I didn’t buy any Bruce Springsteen until the late eighties and, with my love of a live album, it was “Live 1975 – 1985”. This what I said about it in My Music – Shifting Sands, “Once again a later joiner but a real favourite – and triple album at that – and preview of the powerful and political albums that followed. The solid power of guitars (see Nils Lofgren) and finest use of saxophone in rock anywhere.”
He produced “Tunnel of Love” as a solo album in 1987. Although he doesn’t mention it as such “Human Touch” and “Lucky Town” (both 1992 and on audio-tape) were somewhat derided, perhaps unfairly, and include the marvellous track ’57 channels (and nothin’ on)’. I missed the “The Ghost of Tom Joad” (1995) made where he is struggling with the question “where does a rich man belong?” (page 400.) I have six of the later CDs and in this period Bruce Springsteen adds a stronger political dimension to his songs.
Indeed, earlier while struggling with ‘The River’ (1980) he says, “I wanted playfulness, good times but also an underlying philosophical seriousness, a a code of living, fusing it all together and making it more than just a collection of my ten latest songs.” and
“I wanted something that could come only from my voice, that was informed by the internal geography of my experience.” (p277)
It is evident that “Born in the USA” is widely misunderstood but Bruce “truly pissed people off” with the track “American Skin” about a police killing. (p 436) He provided a powerful response to the 9/11 destruction with “The Rising” album. Interestingly, The Pete Seeger Sessions were actually recorded in 1997, and then in 2005 and 2006. It also has to be appreciated that Bruce Springsteen always published lyrics with albums although he doesn’t mention this point. (Contrast this with, say, REM.)
Recommendation
If you haven’t caught Bruce’s music this decade, I recommend 2012’s “The Wrecking Ball” as very strong album musically and on changes in the American and global economy. Bruce Springsteen, geographer.

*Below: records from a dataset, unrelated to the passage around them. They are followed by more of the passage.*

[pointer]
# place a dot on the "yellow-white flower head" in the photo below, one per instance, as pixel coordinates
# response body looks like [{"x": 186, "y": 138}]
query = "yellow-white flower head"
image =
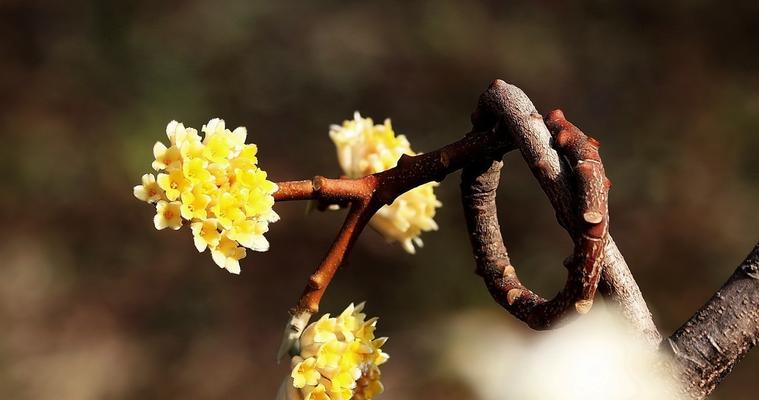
[
  {"x": 214, "y": 184},
  {"x": 364, "y": 148},
  {"x": 339, "y": 359}
]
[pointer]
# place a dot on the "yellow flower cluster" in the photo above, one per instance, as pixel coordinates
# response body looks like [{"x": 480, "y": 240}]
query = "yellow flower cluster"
[
  {"x": 339, "y": 359},
  {"x": 214, "y": 183},
  {"x": 364, "y": 149}
]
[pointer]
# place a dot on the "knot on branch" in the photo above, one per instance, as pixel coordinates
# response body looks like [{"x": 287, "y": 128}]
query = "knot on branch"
[{"x": 581, "y": 206}]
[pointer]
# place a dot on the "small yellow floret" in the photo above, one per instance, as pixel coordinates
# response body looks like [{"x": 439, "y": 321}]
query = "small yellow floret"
[
  {"x": 364, "y": 148},
  {"x": 339, "y": 358},
  {"x": 149, "y": 191},
  {"x": 168, "y": 215}
]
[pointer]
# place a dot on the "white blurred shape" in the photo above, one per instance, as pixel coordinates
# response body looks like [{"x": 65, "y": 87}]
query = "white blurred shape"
[{"x": 594, "y": 357}]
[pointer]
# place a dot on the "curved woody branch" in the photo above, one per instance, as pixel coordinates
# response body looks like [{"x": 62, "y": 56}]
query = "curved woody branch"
[{"x": 568, "y": 167}]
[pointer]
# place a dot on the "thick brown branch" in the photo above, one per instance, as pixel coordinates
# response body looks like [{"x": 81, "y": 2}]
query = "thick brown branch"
[
  {"x": 479, "y": 182},
  {"x": 707, "y": 347},
  {"x": 511, "y": 111}
]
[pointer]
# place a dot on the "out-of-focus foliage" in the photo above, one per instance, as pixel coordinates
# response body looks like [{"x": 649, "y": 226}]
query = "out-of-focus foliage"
[{"x": 94, "y": 303}]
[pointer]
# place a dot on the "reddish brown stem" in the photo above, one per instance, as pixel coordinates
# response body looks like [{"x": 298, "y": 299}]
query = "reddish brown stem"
[
  {"x": 358, "y": 215},
  {"x": 366, "y": 195},
  {"x": 479, "y": 183}
]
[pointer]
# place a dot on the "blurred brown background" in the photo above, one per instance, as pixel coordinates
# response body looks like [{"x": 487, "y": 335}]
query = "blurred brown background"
[{"x": 94, "y": 303}]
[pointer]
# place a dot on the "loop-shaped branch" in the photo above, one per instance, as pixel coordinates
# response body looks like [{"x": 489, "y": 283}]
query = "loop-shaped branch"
[
  {"x": 478, "y": 187},
  {"x": 509, "y": 109}
]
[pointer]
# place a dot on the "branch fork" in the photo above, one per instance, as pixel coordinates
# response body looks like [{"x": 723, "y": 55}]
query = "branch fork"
[{"x": 567, "y": 165}]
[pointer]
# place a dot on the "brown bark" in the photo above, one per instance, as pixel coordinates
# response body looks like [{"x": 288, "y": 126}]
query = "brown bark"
[
  {"x": 509, "y": 110},
  {"x": 568, "y": 168},
  {"x": 707, "y": 347}
]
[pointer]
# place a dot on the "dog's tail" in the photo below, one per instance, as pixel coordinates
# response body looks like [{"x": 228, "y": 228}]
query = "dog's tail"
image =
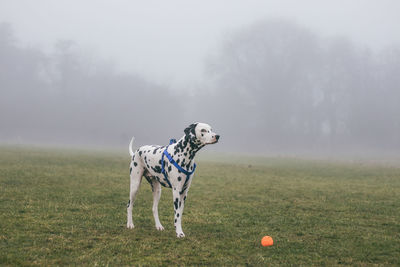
[{"x": 130, "y": 146}]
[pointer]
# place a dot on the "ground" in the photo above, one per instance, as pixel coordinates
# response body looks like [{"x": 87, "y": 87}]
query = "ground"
[{"x": 68, "y": 207}]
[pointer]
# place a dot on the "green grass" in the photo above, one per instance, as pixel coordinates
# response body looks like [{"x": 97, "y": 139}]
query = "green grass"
[{"x": 69, "y": 208}]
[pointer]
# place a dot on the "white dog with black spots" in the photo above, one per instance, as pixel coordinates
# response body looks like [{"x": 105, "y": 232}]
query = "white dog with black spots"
[{"x": 147, "y": 161}]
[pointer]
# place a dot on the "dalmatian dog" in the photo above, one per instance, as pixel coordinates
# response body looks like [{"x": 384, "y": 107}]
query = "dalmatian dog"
[{"x": 170, "y": 166}]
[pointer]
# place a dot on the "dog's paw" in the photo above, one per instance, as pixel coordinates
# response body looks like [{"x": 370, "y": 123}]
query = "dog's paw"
[
  {"x": 180, "y": 235},
  {"x": 160, "y": 227}
]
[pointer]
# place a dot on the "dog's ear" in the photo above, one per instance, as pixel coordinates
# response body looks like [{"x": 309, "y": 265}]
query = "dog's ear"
[{"x": 191, "y": 128}]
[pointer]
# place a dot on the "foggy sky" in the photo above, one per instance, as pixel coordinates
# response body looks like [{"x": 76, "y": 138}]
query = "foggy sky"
[
  {"x": 168, "y": 41},
  {"x": 270, "y": 78}
]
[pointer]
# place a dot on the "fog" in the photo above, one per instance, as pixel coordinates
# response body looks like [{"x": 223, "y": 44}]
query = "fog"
[{"x": 273, "y": 79}]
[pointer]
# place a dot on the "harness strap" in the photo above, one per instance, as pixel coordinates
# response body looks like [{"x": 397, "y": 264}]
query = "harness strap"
[{"x": 187, "y": 173}]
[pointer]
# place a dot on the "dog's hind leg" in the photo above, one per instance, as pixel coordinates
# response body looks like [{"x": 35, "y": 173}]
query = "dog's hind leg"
[
  {"x": 156, "y": 186},
  {"x": 136, "y": 178}
]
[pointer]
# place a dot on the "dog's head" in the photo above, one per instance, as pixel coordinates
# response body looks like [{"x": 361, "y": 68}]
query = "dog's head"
[{"x": 201, "y": 134}]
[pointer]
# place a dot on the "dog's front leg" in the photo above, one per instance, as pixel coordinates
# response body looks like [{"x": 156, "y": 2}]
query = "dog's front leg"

I have enjoyed listening to the entire musical catalogue on Spotify or my CDs while reading the book. It’s a large body of work. I certainly like his line “no place you have gone ever leaves you” and this is captured by his autobiography. I have enjoyed quite a few musician biographies, Elton was one of the first, and autobiographies including the excellent one by Keith Richards (2010). Bruce admits that it took him seven years to write this autobiography.
Topically, and in the ‘you can’t make it up’ vein, the Trump team tried to arrange for a Bruce Springsteen tribute group, the B Street Band, to play at the Presidential inauguration. This has been followed by a series of singers and bands registering their refusal to accept such a prestigious request. The tribute band accepted and then bowed out saying they didn’t want to disrespect Bruce Springsteen and the E Street Band. Right decision.